13/04/2013
Il capo della Protezione civile Franco Gabrielli (Reuters).
Soddisfatto
per il passato più recente, speranzoso ma ugualmente preoccupato per
il futuro. Così si mostra il capo della Protezione civile, Franco
Gabrielli, al Festival del volontariato di Lucca. Di ritorno da
un’esercitazione della marina militare a Taranto (di cui è
sembrato entusiasta, durante la chiacchierata informale ospite del
Prefetto di Lucca, per un caffè accompagnato da qualche dolcetto di
una delle più rinomate e antiche pasticcerie della città),
Gabrielli ha tracciato un bilancio di questi ultimi due anni: «Quando
due anni fa dissi che eravamo come sul Titanic era perché supponevo
che le norme che il Governo Berlusconi aveva approvato avrebbero
portato molti problemi per la protezione civile. La legge 10,
infatti, metteva la Protezione civile sotto tutela del ministero
dell’Economia. Questo fu un errore e lo dissi chiaramente. La
dimostrazione arrivò, puntuale, con il disastro del Giglio prima e
con la grande nevicata dopo. La legge 10 non andava bene. Dalla legge
10 si è passati alla legge 100, che solo in parte ha migliorato le
cose e allora io mi auguro, con una battuta, che possa arrivare anche
una legge 1.000. Bisogna fare una scelta di campo precisa per la
protezione civile e darsi strumenti adeguati alle scelte che si
vogliono fare. Uno dei primi problemi da affrontare è quello dei
troppi Comuni che ancora non si sono dati un piano di protezione
civile».
E chi li ha, invece?
«Altro
guaio: chi li ha spesso non riesce a farli conoscere in modo
adeguato.
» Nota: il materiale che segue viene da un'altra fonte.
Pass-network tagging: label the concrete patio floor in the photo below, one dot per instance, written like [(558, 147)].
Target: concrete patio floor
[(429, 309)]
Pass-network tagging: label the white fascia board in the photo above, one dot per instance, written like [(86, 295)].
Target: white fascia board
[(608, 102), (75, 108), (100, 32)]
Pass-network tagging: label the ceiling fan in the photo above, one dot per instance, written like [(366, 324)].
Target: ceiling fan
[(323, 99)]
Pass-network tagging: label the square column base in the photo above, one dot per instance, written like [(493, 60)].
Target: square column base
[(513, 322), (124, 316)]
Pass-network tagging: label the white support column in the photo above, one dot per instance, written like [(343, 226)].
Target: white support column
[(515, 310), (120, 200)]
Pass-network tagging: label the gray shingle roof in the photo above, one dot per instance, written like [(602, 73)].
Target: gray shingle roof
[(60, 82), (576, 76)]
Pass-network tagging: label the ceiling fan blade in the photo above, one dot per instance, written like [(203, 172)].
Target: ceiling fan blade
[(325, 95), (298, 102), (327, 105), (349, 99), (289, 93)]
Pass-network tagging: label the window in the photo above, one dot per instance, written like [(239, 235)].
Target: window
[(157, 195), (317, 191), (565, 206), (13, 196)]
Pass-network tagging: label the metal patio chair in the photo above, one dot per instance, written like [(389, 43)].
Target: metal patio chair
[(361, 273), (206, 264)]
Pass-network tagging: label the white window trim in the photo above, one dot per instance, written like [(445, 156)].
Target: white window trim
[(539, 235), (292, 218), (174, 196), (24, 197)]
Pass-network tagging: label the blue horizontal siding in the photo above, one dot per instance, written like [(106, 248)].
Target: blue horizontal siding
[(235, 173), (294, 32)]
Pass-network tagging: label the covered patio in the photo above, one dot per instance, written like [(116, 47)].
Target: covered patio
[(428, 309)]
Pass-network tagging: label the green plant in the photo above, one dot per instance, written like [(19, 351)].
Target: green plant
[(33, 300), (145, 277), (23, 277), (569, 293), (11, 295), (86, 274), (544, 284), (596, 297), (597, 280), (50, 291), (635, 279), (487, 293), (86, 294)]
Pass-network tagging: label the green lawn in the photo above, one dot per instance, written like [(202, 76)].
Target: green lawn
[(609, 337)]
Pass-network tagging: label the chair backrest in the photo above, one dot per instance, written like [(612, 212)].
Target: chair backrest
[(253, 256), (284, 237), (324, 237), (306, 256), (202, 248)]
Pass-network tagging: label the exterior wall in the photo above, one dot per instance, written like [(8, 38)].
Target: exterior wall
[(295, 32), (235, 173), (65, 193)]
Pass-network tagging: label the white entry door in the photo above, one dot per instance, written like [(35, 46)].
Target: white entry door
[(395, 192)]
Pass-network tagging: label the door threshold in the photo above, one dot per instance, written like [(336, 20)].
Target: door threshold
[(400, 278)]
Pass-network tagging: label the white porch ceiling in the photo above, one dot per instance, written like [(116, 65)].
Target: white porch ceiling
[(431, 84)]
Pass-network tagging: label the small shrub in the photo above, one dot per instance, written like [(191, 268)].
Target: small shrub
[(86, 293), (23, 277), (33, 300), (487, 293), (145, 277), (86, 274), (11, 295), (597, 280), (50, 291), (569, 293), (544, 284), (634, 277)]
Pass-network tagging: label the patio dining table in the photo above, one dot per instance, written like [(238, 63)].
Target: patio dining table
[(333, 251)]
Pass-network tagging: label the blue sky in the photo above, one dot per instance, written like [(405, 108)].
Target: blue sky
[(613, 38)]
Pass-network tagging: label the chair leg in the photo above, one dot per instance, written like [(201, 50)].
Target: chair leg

Un secondo problema è quello della messa in sicurezza del
territorio, che non deve essere un problema della Protezione civile.
Ma se lo Stato non si occupa di questo problema, sarà un dramma e il
Paese si sgretolerà».
Mentre la cittadinanza
assegna un ruolo importante alla Protezione civile…
«Sì,
ma bisogna fare attenzione. Ho l’impressione che il tema della
protezione civile e della messa in sicurezza del territorio
interessino solo alla luce delle tragedie avvenute sul momento. E
d’altra parte basterebbe guardare la campagna elettorale: non ho
visto nell’agenda elettorale questo tema in alcun partito. In
sostanza: se in questi ultimi trent’anni abbiamo fatto passi da
giganti, molto va fatto ancora».
Nel
lavoro della Protezione civile la parte del volontariato è molto
alta. Basta o deve ancora essere implementata?
«Il
volontariato nella protezione civile è una componente fondamentale
che garantisce l’efficienza del sistema. Io immagino il
volontariato come una grande elemento di contaminazione. Tutte le
iniziative che mettiamo in pratica non debbono apparire come degli
spot e basta ma vanno fatte vivere con insistenza sul territorio.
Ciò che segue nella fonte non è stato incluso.